As parts of the nation experience a number of differing health-based restrictions to curb a recent wave of confirmed COVID cases, we are all being reminded to get vaccinated as soon as we can.
For some, this is too much to ask. For different and sometimes valid reasons people are hesitant about getting the AstraZeneca vaccine for example - which is now only recommended for people over 60 - while others are acting on false information they've read or seen.
These latest health measures are in place not only to protect the community but also those that cannot be vaccinated themselves or are vulnerable in different ways.
The Mudgee Guardian, in the NSW central west, spoke with people in its community who are vulnerable as well as a Sydney professor whose expertise is in health policy, public health, immunisation controversies, risk communication, vaccination rates and COVID-19.
Not a relaxed attitude
Cassie Jones' world changed six years ago after her son Charlie Rixon was diagnosed with cystic fibrosis.
It's a life-threatening respiratory condition that causes an abnormal amount of excessively thick and sticky mucus within the lungs, airways and digestive system.
While COVID-19 has ramped up again in Sydney, it might seem like Mudgee is protected in its distance from the major metro cities.
But Ms Jones can't afford to take such a relaxed attitude while her son is at risk.
"I think that unless you're a part of the chronic illness community, I don't actually think people realise how many people are actually at risk," she said.
"After the diagnosis, my eyes were opened to how many people are actually battling serious conditions and how many are at risk of things like viruses like this."
Nearly half of Australians had a chronic illness between 2018 and 2019, according to the ABS.
While around five per cent of people suffer from an autoimmune disease, which include a broad range of more than 80 related disorders that vary from common to rare, according to the Australasian Society of Clinical Immunology and Allergy (ASCIA).
Ms Jones has been concerned that people have failed to consider their civic duty to the community when it comes to being vaccinated.
"Those who are at risk of dying, or at risk of severe illness as a result of infectious diseases like COVID, I think they shouldn't have to risk their health just to preserve the general public's misguided feelings," she said.
"I think there's a greater issue about the protection of your community and those around you that I think people should be looking at."
A flawed perspective
University of Sydney public health Professor Julie Leask said the belief that unvaccinated individuals can't affect vaccinated people is flawed.
"If you have enough people saying, 'I don't need to be vaccinated because you're going to be protected,' then you'll have enough of a critical mass to just keep COVID surviving and endemically circulating in a community."

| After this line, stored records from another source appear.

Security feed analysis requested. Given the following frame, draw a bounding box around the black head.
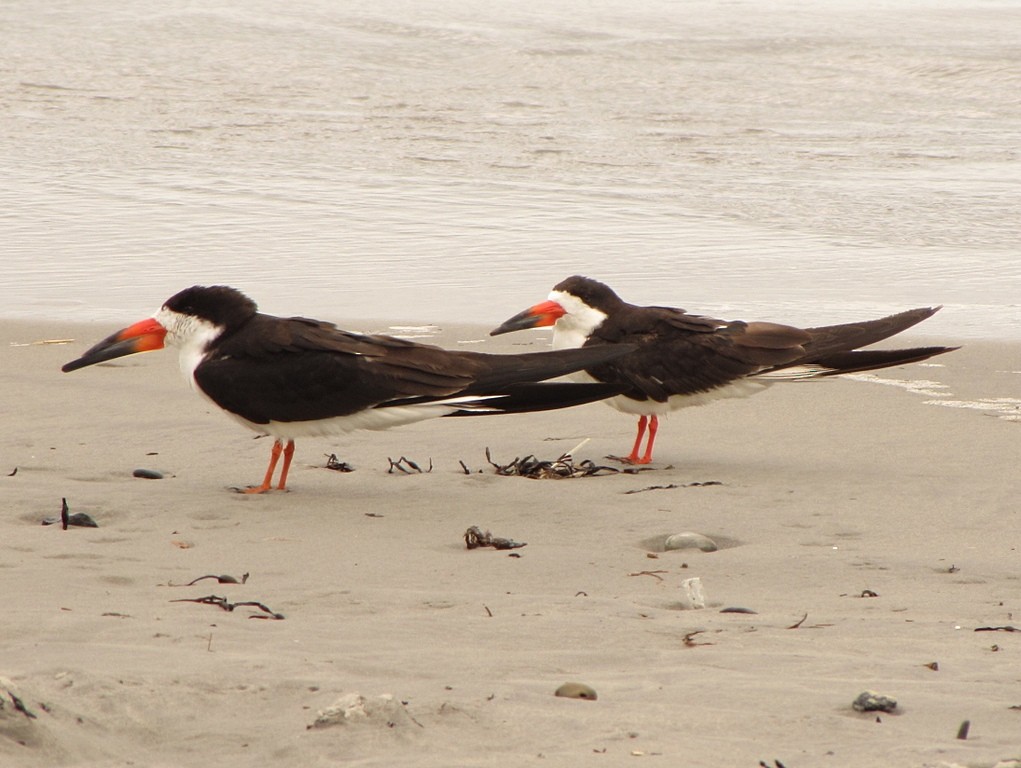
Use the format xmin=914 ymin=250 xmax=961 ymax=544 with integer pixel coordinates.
xmin=163 ymin=285 xmax=258 ymax=328
xmin=553 ymin=275 xmax=624 ymax=313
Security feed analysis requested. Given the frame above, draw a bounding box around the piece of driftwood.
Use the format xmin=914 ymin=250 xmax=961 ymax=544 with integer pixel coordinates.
xmin=486 ymin=448 xmax=627 ymax=480
xmin=386 ymin=457 xmax=433 ymax=475
xmin=624 ymin=480 xmax=723 ymax=493
xmin=43 ymin=498 xmax=99 ymax=530
xmin=326 ymin=453 xmax=354 ymax=472
xmin=465 ymin=525 xmax=527 ymax=549
xmin=171 ymin=594 xmax=284 ymax=621
xmin=177 ymin=573 xmax=248 ymax=586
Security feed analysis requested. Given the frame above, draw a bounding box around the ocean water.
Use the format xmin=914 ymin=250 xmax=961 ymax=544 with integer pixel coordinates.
xmin=0 ymin=0 xmax=1021 ymax=339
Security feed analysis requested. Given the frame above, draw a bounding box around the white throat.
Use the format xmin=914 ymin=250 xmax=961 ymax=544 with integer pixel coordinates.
xmin=152 ymin=306 xmax=224 ymax=392
xmin=549 ymin=291 xmax=606 ymax=349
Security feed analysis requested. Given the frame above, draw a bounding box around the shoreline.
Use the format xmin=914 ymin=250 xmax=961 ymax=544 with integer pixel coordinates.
xmin=0 ymin=321 xmax=1021 ymax=768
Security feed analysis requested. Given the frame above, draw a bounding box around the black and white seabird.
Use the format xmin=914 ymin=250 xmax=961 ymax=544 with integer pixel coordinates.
xmin=491 ymin=275 xmax=957 ymax=464
xmin=62 ymin=286 xmax=626 ymax=492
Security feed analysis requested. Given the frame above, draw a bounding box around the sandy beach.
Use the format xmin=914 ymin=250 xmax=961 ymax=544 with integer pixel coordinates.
xmin=0 ymin=322 xmax=1021 ymax=768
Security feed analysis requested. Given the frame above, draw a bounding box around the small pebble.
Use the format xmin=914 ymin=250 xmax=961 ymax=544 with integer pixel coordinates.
xmin=663 ymin=531 xmax=720 ymax=551
xmin=555 ymin=682 xmax=598 ymax=702
xmin=43 ymin=512 xmax=99 ymax=528
xmin=850 ymin=690 xmax=896 ymax=712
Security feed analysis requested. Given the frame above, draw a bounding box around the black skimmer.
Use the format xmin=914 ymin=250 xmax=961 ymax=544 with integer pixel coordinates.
xmin=62 ymin=286 xmax=627 ymax=492
xmin=491 ymin=275 xmax=957 ymax=464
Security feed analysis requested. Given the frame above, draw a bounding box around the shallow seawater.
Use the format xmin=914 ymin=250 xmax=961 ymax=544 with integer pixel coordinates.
xmin=0 ymin=0 xmax=1021 ymax=338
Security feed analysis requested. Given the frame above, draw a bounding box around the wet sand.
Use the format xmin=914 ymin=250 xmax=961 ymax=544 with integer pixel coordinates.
xmin=0 ymin=322 xmax=1021 ymax=768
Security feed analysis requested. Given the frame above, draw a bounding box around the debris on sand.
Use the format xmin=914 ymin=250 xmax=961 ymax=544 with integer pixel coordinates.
xmin=43 ymin=498 xmax=99 ymax=530
xmin=481 ymin=446 xmax=624 ymax=480
xmin=326 ymin=453 xmax=354 ymax=472
xmin=465 ymin=525 xmax=527 ymax=549
xmin=171 ymin=594 xmax=284 ymax=621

"Vaccines aren't perfect, so you can still get the disease, it's probably not going to be as severe, and that you can still get it and pass it on to others."
'It's really frustrating'
Sharyn Thompson has been battling pancreatic cancer and is desperately waiting to receive the Pfizer vaccine in Mudgee.
"I put a post up on the Mudgee Guardian, asking when Pfizer was going to come over this way. And just people actually laughed at it, it's really frustrating," she said.
"AstraZeneca was only providing a 60 per cent effectiveness rate, and with me being as sick as I am, I really want to have as much protection as possible."
"[It's the] same with my husband, I want him to have as much protection as possible. I want to get our son vaccinated as well, because he's immunocompromised. And that's why until he can get vaccinated, we have to hope that as many people will get vaccinated as possible."
Professor Leask said it was important to keep in mind that vaccine hesitancy was a nuanced issue, and that people who are conflicted about different vaccines are not the same as those who actively refuse all vaccines.
"There's a real risk that is causing genuine concern among people about vaccine safety," she said.
"Some people are only AstraZeneca hesitant. They're not Pfizer hesitant. Some people are Pfizer hesitant, it's a smaller group, but they exist."